GRANDS ou petits, les ports gardaient, en ce milieu du XIXe siècle, leur aspect d’autrefois. Ils apparaissaient toujours comme de véritables forêts de mâts. C’était bien la preuve que, malgré tout, le charbon n’avait pas tué la voile. Parmi les voiliers, une place doit être faite ici aux baleiniers. Sur aucun autre navire l’on ne formait de meilleurs marins, car, à la lutte commune contre la mer s’ajoutaient, pour ces hommes-là, les dangers de la chasse à la baleine. Les navires baleiniers étaient généralement gréés en trois-mâts barque ou en trois-mâts carrés et portaient environ six ou sept baleinières. Chacune de ces petites embarcations, marchant à la voile et à l’aviron, était armée par six hommes, dont un harponneur, qui se lançaient à la poursuite des baleines dès que la vigie, du haut du grand mât, signalait leur présence. Avec quelle facilité les énormes mammifères envoyaient par le fond ces frêles embarcations d’où ils étaient harponnés presque à bout portant  Dès que la baleine était piquée, elle plongeait et entraînait à une profondeur et une vitesse vertigineuse la ligne attachée au harpon. Il fallait sans cesse arroser cette ligne, de peur qu’elle ne prenne feu sous l’effet du frottement. Parfois les petites baleinières se perdaient, les cétacés furieux les ayant remorquées à trop grande distance du navire. Quand enfin l’on pouvait s’approcher de l’animal épuisé, on l’achevait à coups de lances. Puis on le ramenait près du baleinier où il était amarré et dépecé.
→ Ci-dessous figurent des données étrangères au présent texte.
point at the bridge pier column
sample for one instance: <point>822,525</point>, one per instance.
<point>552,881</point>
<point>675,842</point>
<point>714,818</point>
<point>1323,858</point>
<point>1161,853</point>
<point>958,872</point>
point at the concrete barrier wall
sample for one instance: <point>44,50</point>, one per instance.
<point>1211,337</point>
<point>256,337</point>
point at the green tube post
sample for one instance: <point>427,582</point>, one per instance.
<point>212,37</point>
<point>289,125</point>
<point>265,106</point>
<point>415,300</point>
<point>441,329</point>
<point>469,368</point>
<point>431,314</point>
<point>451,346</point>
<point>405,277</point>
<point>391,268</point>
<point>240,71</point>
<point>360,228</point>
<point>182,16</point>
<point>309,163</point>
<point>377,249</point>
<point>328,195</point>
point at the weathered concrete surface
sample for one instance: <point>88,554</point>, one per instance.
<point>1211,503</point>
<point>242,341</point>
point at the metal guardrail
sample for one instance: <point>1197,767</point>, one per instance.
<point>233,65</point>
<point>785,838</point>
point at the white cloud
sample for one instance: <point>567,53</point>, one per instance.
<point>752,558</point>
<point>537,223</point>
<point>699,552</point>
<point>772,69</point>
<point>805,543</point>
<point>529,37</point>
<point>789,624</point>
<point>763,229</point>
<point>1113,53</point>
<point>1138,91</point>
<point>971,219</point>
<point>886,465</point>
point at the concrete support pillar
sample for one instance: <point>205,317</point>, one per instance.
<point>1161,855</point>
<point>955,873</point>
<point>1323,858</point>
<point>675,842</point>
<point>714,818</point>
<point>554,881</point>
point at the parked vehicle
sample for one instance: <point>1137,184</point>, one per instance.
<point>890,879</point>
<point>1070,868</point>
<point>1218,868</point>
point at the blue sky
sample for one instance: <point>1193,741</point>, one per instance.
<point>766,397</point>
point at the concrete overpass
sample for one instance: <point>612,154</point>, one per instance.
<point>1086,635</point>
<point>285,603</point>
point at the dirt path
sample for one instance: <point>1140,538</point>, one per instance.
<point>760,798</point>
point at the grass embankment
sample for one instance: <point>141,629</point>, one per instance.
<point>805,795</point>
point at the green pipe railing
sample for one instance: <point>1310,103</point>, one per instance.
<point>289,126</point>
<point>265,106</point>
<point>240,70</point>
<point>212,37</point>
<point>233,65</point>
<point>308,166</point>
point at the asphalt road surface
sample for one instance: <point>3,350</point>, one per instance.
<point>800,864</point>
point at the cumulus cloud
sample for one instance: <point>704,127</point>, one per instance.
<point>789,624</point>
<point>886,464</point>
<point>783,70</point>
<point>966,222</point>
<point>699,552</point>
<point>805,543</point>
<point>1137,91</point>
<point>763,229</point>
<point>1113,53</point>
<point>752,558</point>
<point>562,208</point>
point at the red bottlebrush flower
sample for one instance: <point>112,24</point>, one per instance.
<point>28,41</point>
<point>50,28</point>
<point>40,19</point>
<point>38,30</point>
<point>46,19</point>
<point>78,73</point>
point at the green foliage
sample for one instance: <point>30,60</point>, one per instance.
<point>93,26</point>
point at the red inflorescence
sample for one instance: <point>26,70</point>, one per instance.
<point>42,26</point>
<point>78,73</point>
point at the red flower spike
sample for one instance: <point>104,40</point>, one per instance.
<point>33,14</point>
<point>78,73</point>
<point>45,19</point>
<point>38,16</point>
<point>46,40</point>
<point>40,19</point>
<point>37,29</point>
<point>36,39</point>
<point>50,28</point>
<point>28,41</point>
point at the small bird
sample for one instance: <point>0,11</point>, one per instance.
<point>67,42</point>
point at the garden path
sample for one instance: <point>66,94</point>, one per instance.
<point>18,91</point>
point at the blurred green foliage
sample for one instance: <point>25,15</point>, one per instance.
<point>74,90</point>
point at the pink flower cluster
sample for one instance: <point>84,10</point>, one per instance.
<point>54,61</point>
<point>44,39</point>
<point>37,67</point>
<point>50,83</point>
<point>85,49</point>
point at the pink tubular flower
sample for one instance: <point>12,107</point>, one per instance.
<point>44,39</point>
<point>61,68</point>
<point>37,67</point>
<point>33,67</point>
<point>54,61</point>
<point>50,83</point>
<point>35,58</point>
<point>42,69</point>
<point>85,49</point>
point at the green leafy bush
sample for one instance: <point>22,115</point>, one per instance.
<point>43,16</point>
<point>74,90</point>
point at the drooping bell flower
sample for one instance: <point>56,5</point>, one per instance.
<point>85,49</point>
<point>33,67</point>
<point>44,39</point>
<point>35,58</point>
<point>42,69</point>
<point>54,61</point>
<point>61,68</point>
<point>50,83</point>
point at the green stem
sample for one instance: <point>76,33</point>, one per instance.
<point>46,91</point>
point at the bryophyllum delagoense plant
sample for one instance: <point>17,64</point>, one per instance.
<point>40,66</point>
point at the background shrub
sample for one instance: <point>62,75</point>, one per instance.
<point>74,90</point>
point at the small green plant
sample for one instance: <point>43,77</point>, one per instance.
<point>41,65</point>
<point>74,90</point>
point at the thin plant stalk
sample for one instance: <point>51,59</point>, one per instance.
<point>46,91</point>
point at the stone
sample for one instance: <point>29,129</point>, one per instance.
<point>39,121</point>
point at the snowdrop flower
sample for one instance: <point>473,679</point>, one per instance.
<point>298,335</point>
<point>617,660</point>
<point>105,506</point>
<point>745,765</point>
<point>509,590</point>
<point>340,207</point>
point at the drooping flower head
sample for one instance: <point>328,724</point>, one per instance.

Il arrivait qu’on doive, durant ces opérations, le disputer aux requins voraces. Ensuite, le lard était fondu à bord et mis en baril. L’huile obtenue était utilisée surtout comme huile d’éclairage, car le pétrole n’était pas encore découvert. Pareils aux héros du romancier Melville lancés à la poursuite de Moby Dick, les baleiniers parcouraient les plus terribles mers du globe, du cercle arctique à l’Océan Indien et au Pacifique austral. Campagnes de trente à quarante mois sans toucher terre !... On conçoit qu’à vivre aussi durement, matelots et équipages acquéraient une valeur et une expérience sans égales.